Sur les 13 zones de populations observées, j’obtiens des résultats positives dans 7 cas. Les résultats inférieurs à 1 ne doivent pas être pris en considération car il peut s’agir de “bruit”. Il y a donc 6 zones de populations qui donnent des résultats positifs dans mon cas. Du plus fort poucentage au plus faible: Nord-atlantique ; Baltique ; Ouest-méditerranéen ; Est-méditerranéen ; Ouest-asiatique ; Est-asiatique. Si je clique sur le bouton “Oracle-4”, voici ce que j’obtiens:

Screenshot-2017-11-4 https www gedmatch com(2)Screenshot-2017-11-4 https www gedmatch com(3)

L’Oracle me propose ses interprétations pour une population d’origine, deux populations d’origine, trois populations d’origine et quatre population d’origines.
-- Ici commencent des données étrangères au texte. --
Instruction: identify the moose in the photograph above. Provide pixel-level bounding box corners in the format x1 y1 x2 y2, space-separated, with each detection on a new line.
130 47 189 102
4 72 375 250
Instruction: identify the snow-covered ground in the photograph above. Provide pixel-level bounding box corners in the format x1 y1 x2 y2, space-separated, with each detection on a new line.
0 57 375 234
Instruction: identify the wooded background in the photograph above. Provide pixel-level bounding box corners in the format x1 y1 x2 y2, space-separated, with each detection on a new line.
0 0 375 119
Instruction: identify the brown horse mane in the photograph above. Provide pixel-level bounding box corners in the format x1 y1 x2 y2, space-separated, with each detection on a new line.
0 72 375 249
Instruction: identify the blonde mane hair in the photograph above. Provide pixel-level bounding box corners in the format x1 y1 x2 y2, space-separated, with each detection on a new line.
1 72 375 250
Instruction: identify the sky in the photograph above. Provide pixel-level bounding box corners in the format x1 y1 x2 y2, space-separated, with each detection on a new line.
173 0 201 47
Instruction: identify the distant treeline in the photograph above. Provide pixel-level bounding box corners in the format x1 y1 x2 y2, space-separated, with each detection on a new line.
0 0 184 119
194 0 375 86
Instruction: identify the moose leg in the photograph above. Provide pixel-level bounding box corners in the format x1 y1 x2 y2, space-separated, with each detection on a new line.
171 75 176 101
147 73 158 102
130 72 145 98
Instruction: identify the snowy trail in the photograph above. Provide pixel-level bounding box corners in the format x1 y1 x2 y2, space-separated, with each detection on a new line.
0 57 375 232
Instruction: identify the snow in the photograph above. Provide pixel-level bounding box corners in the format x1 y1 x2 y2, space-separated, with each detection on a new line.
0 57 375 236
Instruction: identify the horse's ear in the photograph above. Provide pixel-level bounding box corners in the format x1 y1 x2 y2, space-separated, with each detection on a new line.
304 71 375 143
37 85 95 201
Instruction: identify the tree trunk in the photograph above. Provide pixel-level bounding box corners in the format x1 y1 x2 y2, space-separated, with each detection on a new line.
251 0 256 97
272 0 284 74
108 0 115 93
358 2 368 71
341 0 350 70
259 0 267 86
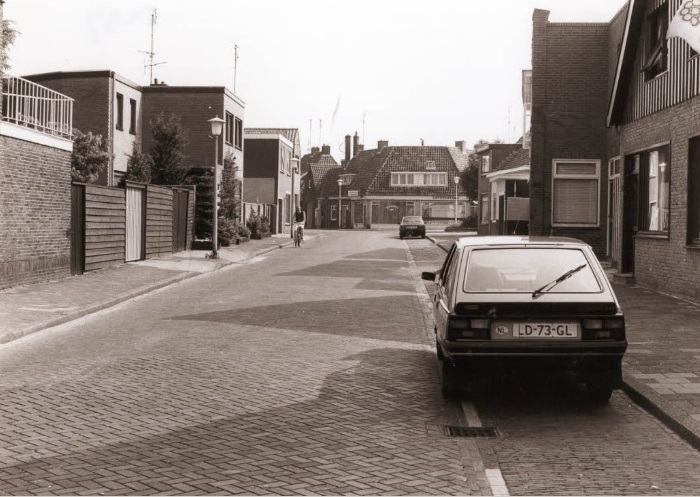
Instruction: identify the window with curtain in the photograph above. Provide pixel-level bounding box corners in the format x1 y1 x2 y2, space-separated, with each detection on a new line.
642 2 668 80
481 193 489 224
635 145 671 232
552 160 600 227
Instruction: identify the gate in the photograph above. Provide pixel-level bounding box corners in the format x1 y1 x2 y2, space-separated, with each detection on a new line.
607 157 622 267
124 186 146 262
70 185 85 276
173 189 189 252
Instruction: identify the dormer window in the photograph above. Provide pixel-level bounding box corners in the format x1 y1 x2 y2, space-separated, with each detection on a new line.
642 3 668 81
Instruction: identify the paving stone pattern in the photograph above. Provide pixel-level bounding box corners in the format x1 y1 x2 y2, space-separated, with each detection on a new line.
0 235 490 495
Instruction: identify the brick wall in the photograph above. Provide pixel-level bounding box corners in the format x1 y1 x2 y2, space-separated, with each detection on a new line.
620 97 700 301
26 71 113 185
530 10 610 256
0 136 71 288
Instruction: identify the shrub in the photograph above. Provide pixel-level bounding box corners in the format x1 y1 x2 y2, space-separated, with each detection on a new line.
260 216 270 233
246 212 263 235
217 217 238 247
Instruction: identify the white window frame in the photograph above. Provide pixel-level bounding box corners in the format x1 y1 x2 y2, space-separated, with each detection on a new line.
550 159 601 228
479 193 491 224
390 171 447 188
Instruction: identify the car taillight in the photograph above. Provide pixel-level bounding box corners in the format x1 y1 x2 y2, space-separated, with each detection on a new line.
581 316 625 340
447 316 490 340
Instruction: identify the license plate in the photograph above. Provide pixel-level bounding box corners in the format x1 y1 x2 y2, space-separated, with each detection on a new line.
513 323 579 338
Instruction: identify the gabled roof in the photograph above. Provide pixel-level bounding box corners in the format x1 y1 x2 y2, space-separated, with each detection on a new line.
299 150 340 174
322 146 468 198
309 161 341 190
448 147 473 172
494 148 530 171
245 128 301 155
606 0 646 127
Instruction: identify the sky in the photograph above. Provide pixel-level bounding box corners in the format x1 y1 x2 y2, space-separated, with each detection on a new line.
4 0 625 160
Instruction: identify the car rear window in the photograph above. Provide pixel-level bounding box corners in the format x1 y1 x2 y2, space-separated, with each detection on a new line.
464 247 602 293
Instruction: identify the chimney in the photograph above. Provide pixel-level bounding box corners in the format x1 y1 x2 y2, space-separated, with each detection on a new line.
345 135 352 164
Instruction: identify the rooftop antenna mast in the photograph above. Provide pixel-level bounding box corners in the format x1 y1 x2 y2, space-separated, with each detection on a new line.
308 119 313 152
139 8 166 84
233 43 238 95
362 112 367 143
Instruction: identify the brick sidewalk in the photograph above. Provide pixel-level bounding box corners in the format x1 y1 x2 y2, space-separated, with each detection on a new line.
0 230 318 344
428 235 700 450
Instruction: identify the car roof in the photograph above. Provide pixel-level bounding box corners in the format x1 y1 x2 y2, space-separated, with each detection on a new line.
455 236 588 248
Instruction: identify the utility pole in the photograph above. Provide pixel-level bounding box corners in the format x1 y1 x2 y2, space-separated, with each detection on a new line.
139 8 166 85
Il m’indique aussi la distance entre chaque résultat et mon mélange personnel. La mesure de la distance est un chiffre situé entre 0 et 20. Plus le chiffre est petit, plus les populations proposées sont proches de mon mélange personnel.

Évidemment ces résultats, une fois encore, dépendent des populations prises en considération et il faut les prendre plus comme une orientation que comme une vérité juste et irrévocable.
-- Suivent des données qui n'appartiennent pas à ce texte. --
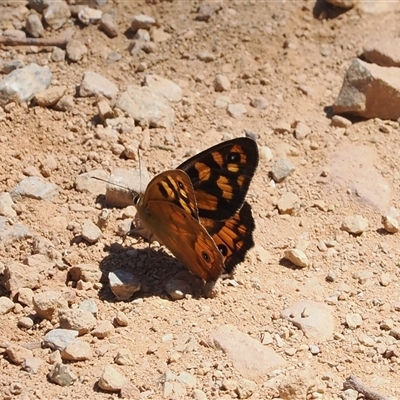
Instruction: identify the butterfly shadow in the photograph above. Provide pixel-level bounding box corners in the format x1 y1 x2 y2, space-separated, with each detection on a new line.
99 242 209 302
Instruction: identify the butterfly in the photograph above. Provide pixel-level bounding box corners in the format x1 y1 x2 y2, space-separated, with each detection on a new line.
133 137 259 282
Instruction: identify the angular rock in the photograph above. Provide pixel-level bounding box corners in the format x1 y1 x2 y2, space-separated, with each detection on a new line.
10 176 59 201
271 158 295 182
106 168 150 208
131 14 156 32
0 296 14 315
6 344 32 365
115 85 175 129
333 59 400 120
3 261 43 293
61 339 93 361
79 71 118 99
210 325 286 380
144 74 182 102
59 309 97 336
214 74 231 92
0 192 17 218
34 86 67 107
100 14 118 38
108 270 141 300
0 64 52 106
25 13 44 37
32 290 68 321
281 300 335 342
363 38 400 67
341 215 368 235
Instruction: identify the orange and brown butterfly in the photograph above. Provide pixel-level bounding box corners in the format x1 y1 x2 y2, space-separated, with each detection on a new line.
134 137 258 282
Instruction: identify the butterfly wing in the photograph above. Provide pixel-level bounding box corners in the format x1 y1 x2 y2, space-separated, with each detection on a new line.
200 202 255 273
178 137 258 221
136 170 224 281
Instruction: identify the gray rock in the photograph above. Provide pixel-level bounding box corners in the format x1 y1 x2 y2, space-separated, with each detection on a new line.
115 85 175 129
0 296 14 315
227 103 247 118
131 14 156 32
341 215 368 235
79 71 118 99
32 290 68 321
0 192 17 218
333 59 400 120
210 325 286 379
48 363 78 386
106 168 150 208
65 39 88 61
43 329 79 351
363 38 400 67
108 270 141 300
144 74 182 102
59 309 96 336
0 64 52 106
25 13 44 37
281 300 335 342
214 74 231 92
61 339 93 361
10 176 59 201
43 1 71 30
100 14 118 38
0 60 24 75
82 219 103 244
271 158 295 182
98 365 128 392
75 169 109 195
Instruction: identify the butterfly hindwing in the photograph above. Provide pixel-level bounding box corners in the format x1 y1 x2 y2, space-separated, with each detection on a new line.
200 202 255 273
136 170 224 281
177 137 258 221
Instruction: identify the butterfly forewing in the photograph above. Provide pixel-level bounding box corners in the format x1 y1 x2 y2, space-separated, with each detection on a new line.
142 169 199 220
200 202 255 273
178 137 258 220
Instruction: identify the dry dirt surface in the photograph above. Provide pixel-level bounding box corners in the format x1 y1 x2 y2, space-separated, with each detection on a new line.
0 0 400 400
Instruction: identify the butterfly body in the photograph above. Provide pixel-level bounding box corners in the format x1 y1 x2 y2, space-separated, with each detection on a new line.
135 138 258 281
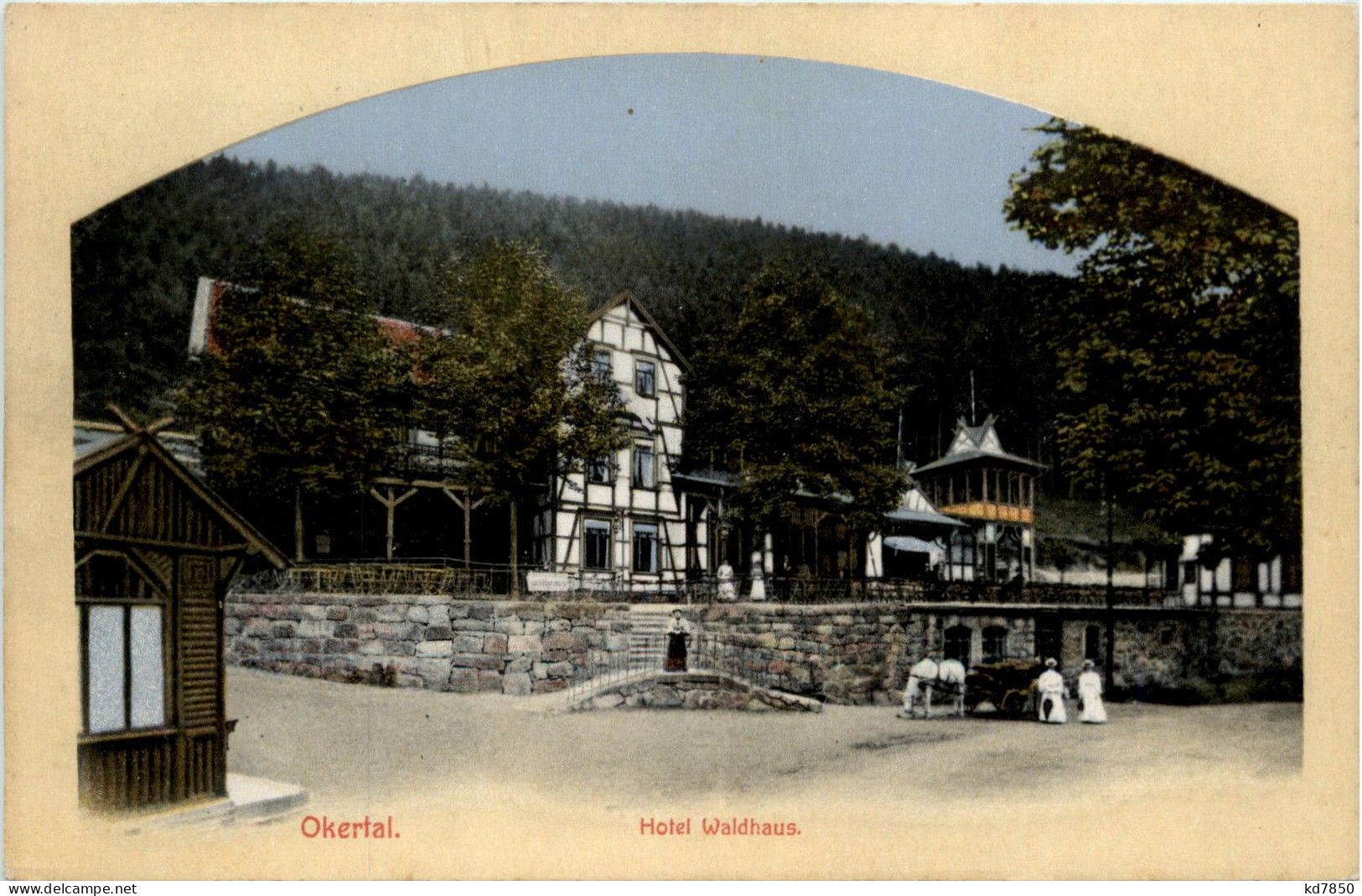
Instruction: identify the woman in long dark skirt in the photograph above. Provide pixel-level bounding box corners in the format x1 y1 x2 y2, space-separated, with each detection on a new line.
663 610 691 671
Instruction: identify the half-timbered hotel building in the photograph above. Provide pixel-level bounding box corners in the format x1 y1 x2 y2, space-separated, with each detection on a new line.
534 293 707 591
189 277 707 591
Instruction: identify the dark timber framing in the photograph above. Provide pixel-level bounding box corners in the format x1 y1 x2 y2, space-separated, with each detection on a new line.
74 410 287 811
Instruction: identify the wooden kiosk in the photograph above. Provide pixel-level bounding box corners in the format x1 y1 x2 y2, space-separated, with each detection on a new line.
74 412 287 811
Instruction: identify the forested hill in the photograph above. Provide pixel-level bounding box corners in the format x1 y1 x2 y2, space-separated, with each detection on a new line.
72 157 1066 460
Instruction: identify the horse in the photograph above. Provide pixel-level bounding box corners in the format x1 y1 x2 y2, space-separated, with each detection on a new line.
899 658 965 719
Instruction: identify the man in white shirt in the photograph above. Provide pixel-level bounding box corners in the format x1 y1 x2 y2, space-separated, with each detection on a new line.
1035 658 1069 724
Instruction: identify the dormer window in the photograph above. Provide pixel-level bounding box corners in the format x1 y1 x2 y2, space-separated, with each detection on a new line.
587 456 614 482
634 361 658 397
634 445 658 489
591 349 613 383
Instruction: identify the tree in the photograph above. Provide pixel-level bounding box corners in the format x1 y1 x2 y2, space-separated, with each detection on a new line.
180 230 412 560
688 268 903 566
421 240 628 597
1005 118 1301 552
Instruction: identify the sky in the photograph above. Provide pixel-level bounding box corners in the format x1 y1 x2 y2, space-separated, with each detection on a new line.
225 54 1076 272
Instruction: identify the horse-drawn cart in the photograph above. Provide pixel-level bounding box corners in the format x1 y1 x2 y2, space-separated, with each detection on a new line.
965 659 1044 717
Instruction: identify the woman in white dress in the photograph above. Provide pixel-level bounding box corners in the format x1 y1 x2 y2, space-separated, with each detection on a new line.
1035 659 1069 724
1079 659 1106 724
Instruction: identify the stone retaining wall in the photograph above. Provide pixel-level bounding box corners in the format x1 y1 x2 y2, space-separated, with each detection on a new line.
226 593 1301 704
226 593 629 695
699 603 1301 704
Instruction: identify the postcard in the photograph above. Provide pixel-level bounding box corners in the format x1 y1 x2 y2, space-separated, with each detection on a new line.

La “Spreadsheet” est intéressante à lire car elle décrit toutes les populations observées avec les proportions trouvées dans leur ADN de chacune des 13 zones prises en considération par le calculateur.

Finalement, si on observe plus le tableau d’ensemble que le détail par pays, on se rend compte de la cohérence de tous les résultats. Alors, pour approfondir, j’ai demandé à ma mère de faire le test. Les résultats ne sont pas encore arrivés mais ils apporteront, je l’espère, de nouvelles informations.